Scherer v. Golub Corp.

Peters, P.J.

*1287Plaintiff and her husband, derivatively, commenced this negligence action to recover for the injuries she sustained as a result of the fall. Following the completion of discovery, defendants moved for summary judgment dismissing the complaint and plaintiffs cross-moved for, among other things, an adverse inference charge with respect to certain videotape evidence that defendants allegedly failed to produce. Finding the absence of any issues of material fact with regard to liability, Supreme Court granted defendants’ motion and denied plaintiffs’ cross motion. Plaintiffs appeal.

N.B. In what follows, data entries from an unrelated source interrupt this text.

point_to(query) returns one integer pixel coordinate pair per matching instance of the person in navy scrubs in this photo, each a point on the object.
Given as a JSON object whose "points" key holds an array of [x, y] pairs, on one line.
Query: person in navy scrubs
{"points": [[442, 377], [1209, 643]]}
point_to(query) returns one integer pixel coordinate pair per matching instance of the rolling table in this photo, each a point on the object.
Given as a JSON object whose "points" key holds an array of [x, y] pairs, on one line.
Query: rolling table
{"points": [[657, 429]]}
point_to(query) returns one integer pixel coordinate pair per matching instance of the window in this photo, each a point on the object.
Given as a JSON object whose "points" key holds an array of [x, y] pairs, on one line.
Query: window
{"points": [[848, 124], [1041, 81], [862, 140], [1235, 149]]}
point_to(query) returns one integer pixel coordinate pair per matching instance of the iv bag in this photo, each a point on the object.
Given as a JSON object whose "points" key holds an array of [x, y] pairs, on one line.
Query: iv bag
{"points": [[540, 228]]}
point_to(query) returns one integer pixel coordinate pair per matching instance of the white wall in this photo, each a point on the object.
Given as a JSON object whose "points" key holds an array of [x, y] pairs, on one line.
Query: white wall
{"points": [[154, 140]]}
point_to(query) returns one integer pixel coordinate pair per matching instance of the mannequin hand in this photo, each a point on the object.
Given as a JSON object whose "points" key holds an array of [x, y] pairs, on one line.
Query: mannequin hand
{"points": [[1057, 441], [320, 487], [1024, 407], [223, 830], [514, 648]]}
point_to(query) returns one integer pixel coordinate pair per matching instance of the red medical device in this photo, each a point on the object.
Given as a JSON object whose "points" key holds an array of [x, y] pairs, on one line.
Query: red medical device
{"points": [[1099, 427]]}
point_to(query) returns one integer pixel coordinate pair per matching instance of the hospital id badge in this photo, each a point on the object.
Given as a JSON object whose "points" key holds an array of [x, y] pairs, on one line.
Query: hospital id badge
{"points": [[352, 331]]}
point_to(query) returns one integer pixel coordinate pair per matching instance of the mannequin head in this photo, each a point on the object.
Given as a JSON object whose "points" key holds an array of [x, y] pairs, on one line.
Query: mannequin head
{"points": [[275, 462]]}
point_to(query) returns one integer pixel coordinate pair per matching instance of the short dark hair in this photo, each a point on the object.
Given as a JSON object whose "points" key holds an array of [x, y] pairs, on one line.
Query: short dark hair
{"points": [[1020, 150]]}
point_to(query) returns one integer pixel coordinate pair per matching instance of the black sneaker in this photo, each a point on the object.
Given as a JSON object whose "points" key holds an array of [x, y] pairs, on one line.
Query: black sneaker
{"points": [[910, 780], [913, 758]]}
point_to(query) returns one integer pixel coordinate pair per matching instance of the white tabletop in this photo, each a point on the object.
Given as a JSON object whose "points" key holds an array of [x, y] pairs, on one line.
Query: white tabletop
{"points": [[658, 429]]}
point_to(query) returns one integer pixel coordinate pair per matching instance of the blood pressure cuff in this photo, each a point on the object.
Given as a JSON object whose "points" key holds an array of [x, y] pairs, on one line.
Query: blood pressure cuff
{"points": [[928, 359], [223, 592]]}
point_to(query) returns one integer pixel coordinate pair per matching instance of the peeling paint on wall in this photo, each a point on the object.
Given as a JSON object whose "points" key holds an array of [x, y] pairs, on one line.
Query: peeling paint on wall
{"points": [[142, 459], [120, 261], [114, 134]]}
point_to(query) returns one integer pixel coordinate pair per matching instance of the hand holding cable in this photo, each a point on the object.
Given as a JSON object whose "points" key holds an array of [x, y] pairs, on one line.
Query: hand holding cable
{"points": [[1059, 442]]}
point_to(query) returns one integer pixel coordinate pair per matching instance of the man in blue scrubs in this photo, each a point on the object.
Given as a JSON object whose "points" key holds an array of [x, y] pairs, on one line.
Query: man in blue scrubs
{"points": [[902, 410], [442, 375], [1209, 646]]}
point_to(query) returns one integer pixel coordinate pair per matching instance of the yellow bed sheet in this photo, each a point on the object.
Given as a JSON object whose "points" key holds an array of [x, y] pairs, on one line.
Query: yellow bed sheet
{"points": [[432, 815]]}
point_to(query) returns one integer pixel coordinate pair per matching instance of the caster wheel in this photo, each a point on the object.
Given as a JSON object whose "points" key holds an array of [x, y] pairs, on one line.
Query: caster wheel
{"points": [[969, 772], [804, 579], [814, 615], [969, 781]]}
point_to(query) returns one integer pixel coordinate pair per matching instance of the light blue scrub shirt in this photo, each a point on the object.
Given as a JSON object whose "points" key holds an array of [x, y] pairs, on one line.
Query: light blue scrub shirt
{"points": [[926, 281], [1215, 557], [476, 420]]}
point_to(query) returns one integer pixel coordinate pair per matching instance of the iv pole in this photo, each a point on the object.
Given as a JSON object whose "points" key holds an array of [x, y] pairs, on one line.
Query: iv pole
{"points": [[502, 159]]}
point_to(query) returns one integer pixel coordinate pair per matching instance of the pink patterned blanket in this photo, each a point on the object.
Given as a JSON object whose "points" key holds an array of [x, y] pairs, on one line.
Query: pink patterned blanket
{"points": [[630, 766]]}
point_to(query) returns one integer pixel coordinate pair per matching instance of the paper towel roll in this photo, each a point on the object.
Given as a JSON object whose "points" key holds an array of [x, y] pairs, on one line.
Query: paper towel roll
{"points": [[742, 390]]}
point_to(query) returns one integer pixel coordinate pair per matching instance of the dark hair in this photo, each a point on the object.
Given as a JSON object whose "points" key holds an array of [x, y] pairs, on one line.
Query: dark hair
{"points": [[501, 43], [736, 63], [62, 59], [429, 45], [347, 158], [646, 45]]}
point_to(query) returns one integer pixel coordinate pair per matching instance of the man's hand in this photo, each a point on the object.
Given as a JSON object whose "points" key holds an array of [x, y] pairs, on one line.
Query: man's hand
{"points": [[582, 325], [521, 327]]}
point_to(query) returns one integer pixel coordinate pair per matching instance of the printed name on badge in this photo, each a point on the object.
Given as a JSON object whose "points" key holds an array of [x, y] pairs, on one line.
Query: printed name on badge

A defendant who moves for summary judgment in a slip-and-fall case has the threshold burden of establishing that it neither created the hazardous condition nor had actual or constructive notice of its existence for a sufficient length of time to discover and remedy it (see Johnson v Culinary Inst. of Am., 95 AD3d 1077, 1078 [2012]; Harrington v Fernet, 92 AD3d 1070, 1071 [2012]; Anderson v Weinberg, 70 AD3d 1438, 1439 [2010]; Sosa v Golub Corp., 273 AD2d 762, 763 [2000]). Once a defendant has actual or constructive notice of a dangerous condition, the defendant has a reasonable time to correct or warn of its existence (see Mercer v City of New York, 88 NY2d 955, 956 [1996]; Aquino v Kuczinski, Vila & Assoc., P.C., 39 AD3d 216, 219 [2007]; Lewis v Metropolitan Transp. Auth., 99 AD2d 246, 250 [1984], affd 64 NY2d 670 [1984]). Here, defendants demonstrated that they did not create the dangerous condition and, although their employees had actual notice of the spill, they did not have reasonable time to remedy it. Rather, the proof submitted by defendants established that their employees promptly responded to the spill and that the clean-up process was underway at the time of plaintiffs fall (see Randall v Montefiore Med. Ctr., 7 AD3d 464, 464-465 [2004], lv denied 3 NY3d 608 [2004]; Williams v Hannaford Bros. Co., 274 AD2d 649, 650 [2000]). Furthermore, defendants established that they satisfied their duty to warn by placing two warning signs (one of which was attached to the utility cart) in the area of the spill (see Rivero v Spillane Enters., Corp., 95 AD3d 984, 985 [2012]; Hammond v International Paper Co., 161 AD2d 914, 915 [1990]).

In opposition to the motion, plaintiffs failed to raise a question of fact. The affidavit of their professional engineer — which focuses almost entirely on the physical layout of the aisle and the congestion existing in the area of plaintiffs fall — fails to raise a triable issue as to the timeliness of defendants’ response to the spill, the adequacy of the warnings or whether defend*1288ants created the dangerous condition. Furthermore, the affidavit of the patron who was shopping at the time of plaintiffs fall is consistent with the statements of defendants’ employees and confirms that the cleaning process was underway at the time of plaintiffs fall. While this witness and plaintiff similarly stated that, immediately after plaintiffs fall, they overheard the store manager reprimand the janitor about why he had not yet cleaned up the spill, plaintiffs failed to establish the applicability of any exception to the hearsay rule (see Alvarez v First Natl. Supermarkets, Inc., 11 AD3d 572, 574 [2004]; Laguesse v Storytown U.S.A., 296 AD2d 798, 799-800 [2002]; see generally Tyrrell v Wal-Mart Stores, 97 NY2d 650, 652 [2001]). Nor is such hearsay statement of sufficient probative force to defeat the motion for summary judgment (see Davis v Golub Corp., 286 AD2d 821, 821-822 [2001]; Dominy v Golub Corp., 286 AD2d 810, 811 [2001]; Walker v Golub Corp., 276 AD2d 955, 957 [2000]). Accordingly, Supreme Court properly granted defendants’ motion for summary judgment dismissing plaintiffs’ complaint.

Rose, Spain, McCarthy and Garry, JJ., concur. Ordered that the order is affirmed, with costs.